Как долго он здесь провисел? Час? Его руки свело судорогой, и тяжелое биение сердца отдавалось в кончиках пальцев маленькими толчками боли. Напряженные глаза привыкли к темноте. В фосфоресцирующем мерцании он увидел призрачные очертания камней, с которых капала слизь. Он находился в яме, выложенной хорошо подогнанными камнями. Камни выдержали натиск времени и климата. Чем выложен пол? Камнем, убивающим милосердно и быстро? Или же там грязь — ужасная, влажная грязь речных отмелей? Его мозг, казалось, затрепетал и сжался при этой мысли, а перед глазами закружились разноцветные круги. Посреди них возникло лицо старого бога, полустертое, уродливое, но живое злом, старым, как земля. Неужели они никогда не придут за ним? Не собираются ли они оставить его здесь до тех пор, пока он не упадет, присоединившись к забытым мертвецам внизу?
Белые корни медленно, очень медленно выскальзывали из его отчаянной хватки. Он не осмеливался сдвинуть руки. Горячая, влажная темнота, казалось, била ему в уши ударами молотов, но это была всего лишь пульсация вен в его голове. Где-то раздавалось еще и тихое постукивание, такое слабое, что не могло исходить ни от кого крупнее ящерицы. Была ли жизнь в этой яме? Нет, ничего живого, кроме лика Забирающего Жизни.
Он словно плыл в темноте, куда бы ни посмотрел. Он закрыл глаза, но темнота оставалась там. Влага — не та, что была в этой вонючей яме, — стекала по его лицу. Он застонал и задрожал с головы до ног. Время, разум — все было сметено. Остался только страх, старый, как мир, страх перед темнотой и тем, что поджидало в ней.

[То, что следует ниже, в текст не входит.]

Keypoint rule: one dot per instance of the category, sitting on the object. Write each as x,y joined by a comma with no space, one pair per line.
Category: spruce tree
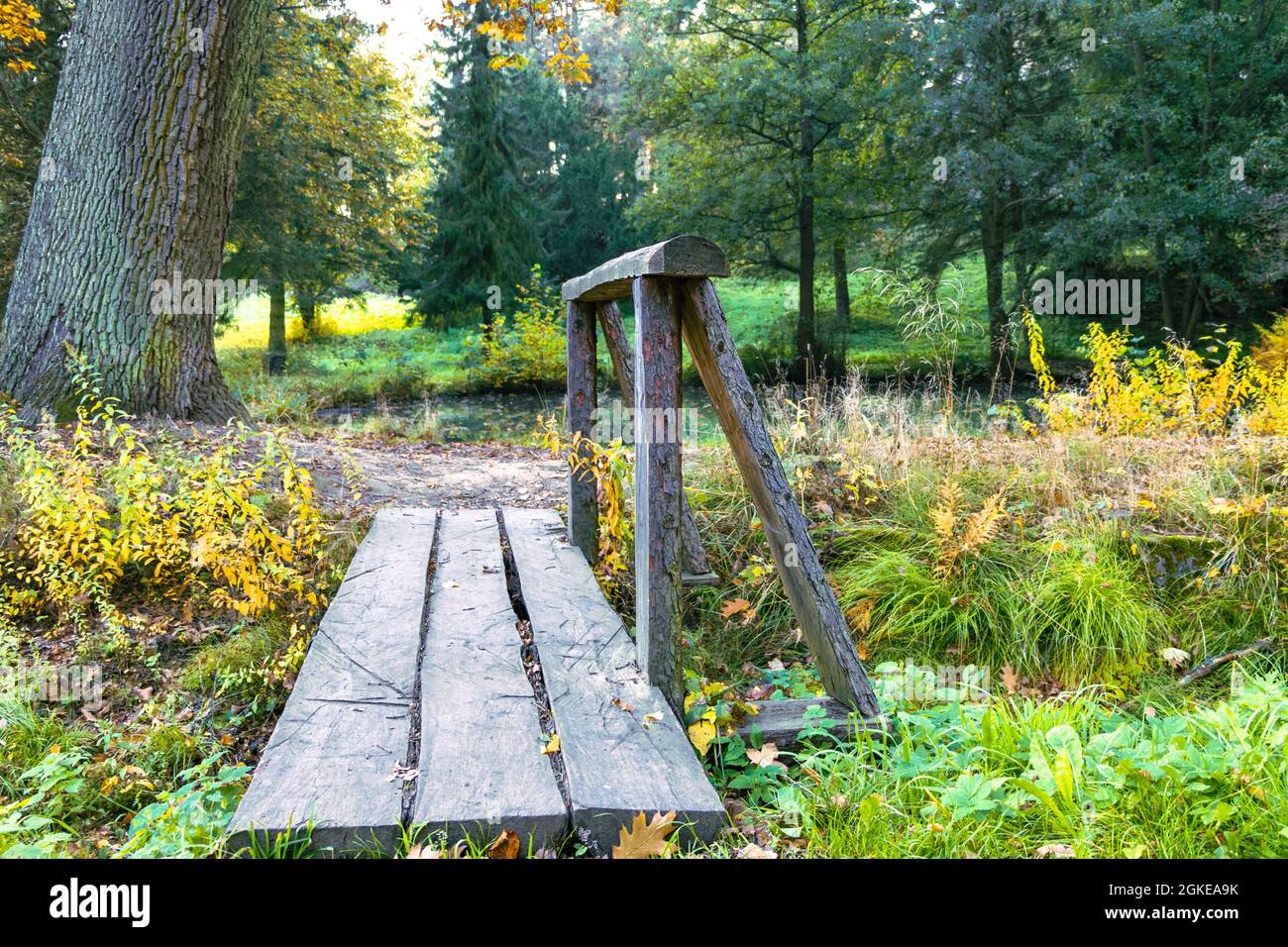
483,231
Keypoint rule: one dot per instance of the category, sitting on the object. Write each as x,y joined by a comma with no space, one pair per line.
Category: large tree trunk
841,274
805,344
308,302
993,243
275,359
142,159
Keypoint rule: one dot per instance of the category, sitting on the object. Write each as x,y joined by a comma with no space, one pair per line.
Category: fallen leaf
702,731
765,757
1055,852
1010,680
734,607
506,845
644,840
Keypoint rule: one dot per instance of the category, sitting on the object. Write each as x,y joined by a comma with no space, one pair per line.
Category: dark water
513,416
464,418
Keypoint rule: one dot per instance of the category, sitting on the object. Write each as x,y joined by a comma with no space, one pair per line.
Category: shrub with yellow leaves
1170,390
98,512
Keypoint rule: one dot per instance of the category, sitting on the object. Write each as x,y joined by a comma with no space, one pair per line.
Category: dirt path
447,475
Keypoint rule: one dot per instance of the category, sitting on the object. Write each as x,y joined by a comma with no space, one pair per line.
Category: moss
226,665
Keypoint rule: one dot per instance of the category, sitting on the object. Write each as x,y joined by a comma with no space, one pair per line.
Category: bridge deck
458,644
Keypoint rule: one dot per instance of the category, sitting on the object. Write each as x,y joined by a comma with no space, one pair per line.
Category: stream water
513,416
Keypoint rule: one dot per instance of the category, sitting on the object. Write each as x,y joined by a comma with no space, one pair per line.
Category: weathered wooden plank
822,621
782,722
481,762
618,762
658,483
687,256
697,570
344,731
583,500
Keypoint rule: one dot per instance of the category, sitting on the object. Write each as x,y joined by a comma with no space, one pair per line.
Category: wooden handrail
675,299
681,257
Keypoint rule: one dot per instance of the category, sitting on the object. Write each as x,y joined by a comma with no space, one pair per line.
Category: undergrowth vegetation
158,592
1077,554
1078,776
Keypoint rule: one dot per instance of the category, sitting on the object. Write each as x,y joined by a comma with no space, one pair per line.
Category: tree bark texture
137,185
275,357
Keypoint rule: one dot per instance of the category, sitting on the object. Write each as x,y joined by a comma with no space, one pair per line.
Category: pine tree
484,214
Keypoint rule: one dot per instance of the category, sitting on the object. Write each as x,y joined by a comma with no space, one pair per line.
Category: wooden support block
658,483
696,566
343,737
684,257
822,621
482,767
781,722
618,761
583,500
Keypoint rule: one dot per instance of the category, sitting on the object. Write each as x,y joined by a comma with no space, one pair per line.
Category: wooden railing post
583,502
697,569
670,283
786,528
658,484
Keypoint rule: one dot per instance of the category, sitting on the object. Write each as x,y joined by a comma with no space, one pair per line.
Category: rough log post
583,502
657,482
822,621
697,570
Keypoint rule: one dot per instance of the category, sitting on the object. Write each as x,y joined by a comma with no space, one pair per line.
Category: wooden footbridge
471,677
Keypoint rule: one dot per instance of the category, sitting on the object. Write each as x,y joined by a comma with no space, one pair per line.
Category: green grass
1017,777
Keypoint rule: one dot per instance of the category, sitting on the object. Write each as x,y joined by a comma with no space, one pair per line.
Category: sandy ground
445,475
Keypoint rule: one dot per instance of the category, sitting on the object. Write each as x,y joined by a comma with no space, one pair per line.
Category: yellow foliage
527,350
960,536
1171,389
610,468
18,29
98,510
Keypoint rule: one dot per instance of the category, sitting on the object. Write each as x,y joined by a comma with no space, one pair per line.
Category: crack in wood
412,759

Неужели они никогда не придут?
— Как долго, милостивый Боже, как долго!
Он всхлипнул от страха, как ребенок, и корни выскользнули из его мокрых рук. На миг вся чернота ямы будто поднялась ему навстречу, и он закричал, как младенец.
А потом — потом страх исчез. Ибо явился свет — дневной свет, ослепительный луч, внезапно вспыхнувший на мокрых камнях, на побелевших корнях; свет падал на его напрягшиеся руки, сиял на его отчаявшемся лице. Свет! А Забирающий Жизни был всего лишь уродливым старым идолом, вырезанным давным-давно. Он не осмеливался посмотреть вниз, но мог глянуть вверх, на квадрат небесного света и перепуганное лицо Росарио.
— Сеньор, сеньор!
— Я в порядке, Росарио. О, Боб! Поторопись, мой друк. Как долго ты собираешься держать меня здесь в подвешенном состоянии?
Росарио спустился по длинной веревке из гибкой лианы, как обезьяна.
— Я быстренько обвяжу вас под мышками, сеньор. Так — и вот так! Пресвятая Дева! это выдержит вес самого старого каменного дьявола. Я больше не стану ездить в города древнего народа. Пусть остаются с миром, они, их мертвецы и их дьяволы. Заведу фруктовый киоск в Санта-Мария-Корона...
Росарио поднялся по натянутому канату, еще больше похожий на обезьяну. Последовал быстрый рывок. Яма, мертвые корни и непроглядная тьма начали постепенно удаляться. Яркий квадрат рос и становился все ближе. И наконец появились сильные руки Боба и рыдающий на ступеньках Росарио.